Colin: Video games is a truly copycat industry; if something is successful, you're going to see it repeated all over the place by other games it's just the nature of the industry. If you look at World of Warcraft, for example, and the massive amount of success that game has had, nearly everything that followed it was a knockoff of most of the core fundamental mechanics and ideas used in WoW. For that matter, WoW itself was mostly a knockoff of the core fundamental ideas from early MMOs, like EverQuest, but finely polished and made more approachable for a casual audience. When the original Guild Wars first came out, the idea of doing an MMO that didn't have a monthly fee was borderline unheard of. People thought we were crazy, and here we are seven years later and there are MMOs without monthly fees everywhere. If the core design ideas of Guild Wars 2 start being adopted by a lot of new games in the genre, it's a sign that our game is a success, so that'd certainly be exciting for us! It might also signify a fundamental shift away from the games using a lot of the core mechanics and content models of the first generation of MMOs (EQ, WoW, Guild Wars, etc.) and into different content models, which is pretty exciting as well.
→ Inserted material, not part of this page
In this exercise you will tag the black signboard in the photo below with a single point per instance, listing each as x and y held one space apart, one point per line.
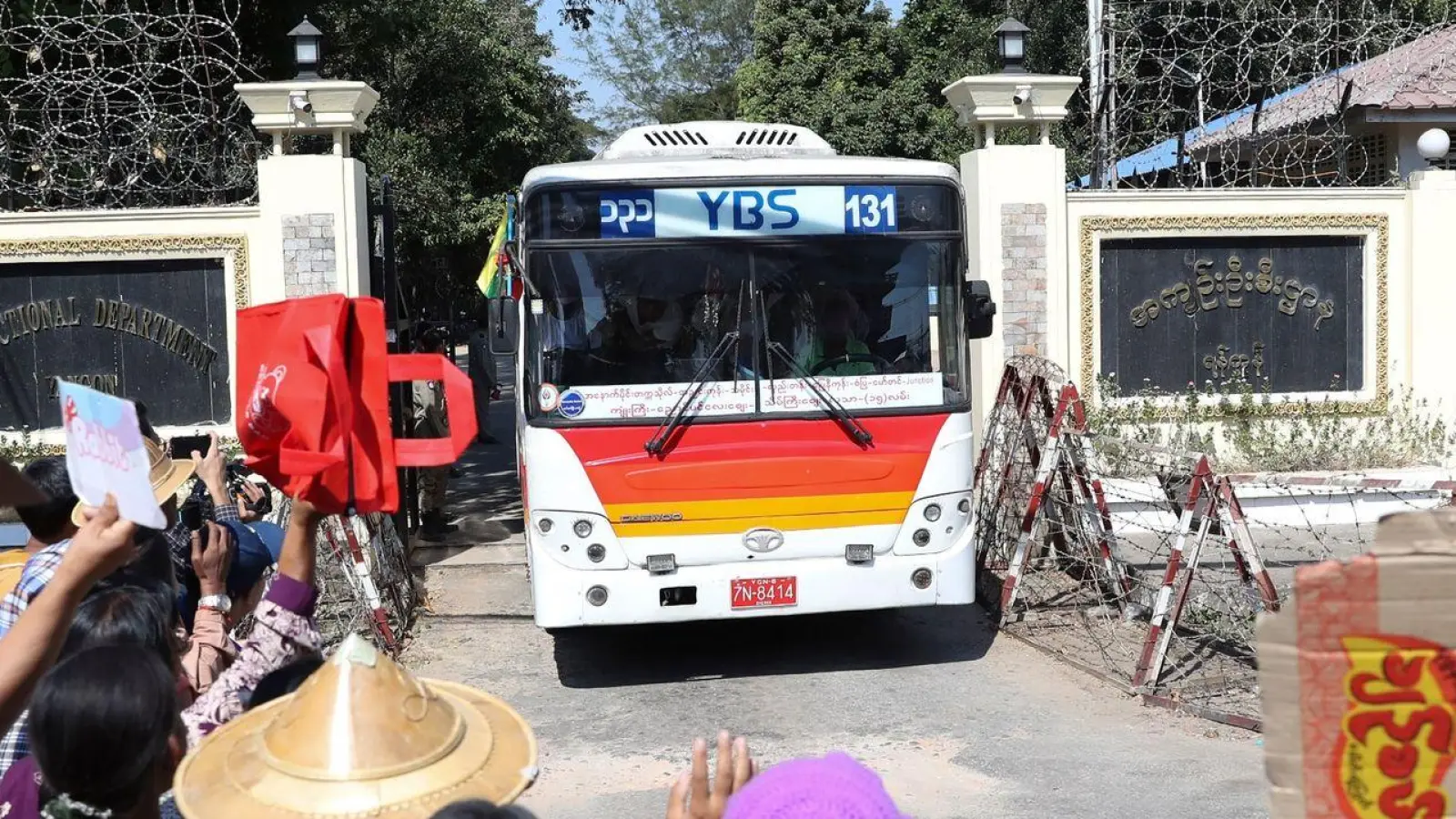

All that being said, I'd love to say to other developers that part of what is going to make Guild Wars 2 a success is not repeating what has been successful for other MMOs, but instead asking how can we do what other MMOs have done differently, or better. This is an industry where making a game is insanely expensive; there is no game harder to make than an MMO, period. Usually you're betting your company on the game because the development costs are so high, which is part of the reason why I think you see so little innovation in the genre the risk is just incredible, so it's much easier to play it safe. The problem with playing it safe is that you'll never make the next great game; at best you'll make a good, solid game that is fun but nothing spectacular. To do the spectacular, to change a genre, it requires taking risks and doing something new, it requires pushing the limits and asking fundamental questions about why we do things as a genre. We've tried to do this in Guild Wars 2, and we're going to continue to ask those questions going into the future after Guild Wars 2's release. We hope other folks out there can learn lessons from some of the decisions we made in our game, but I'd encourage them to try to find ways to make games that are different and take the genre in exciting new directions if they truly want to help push the genre forward.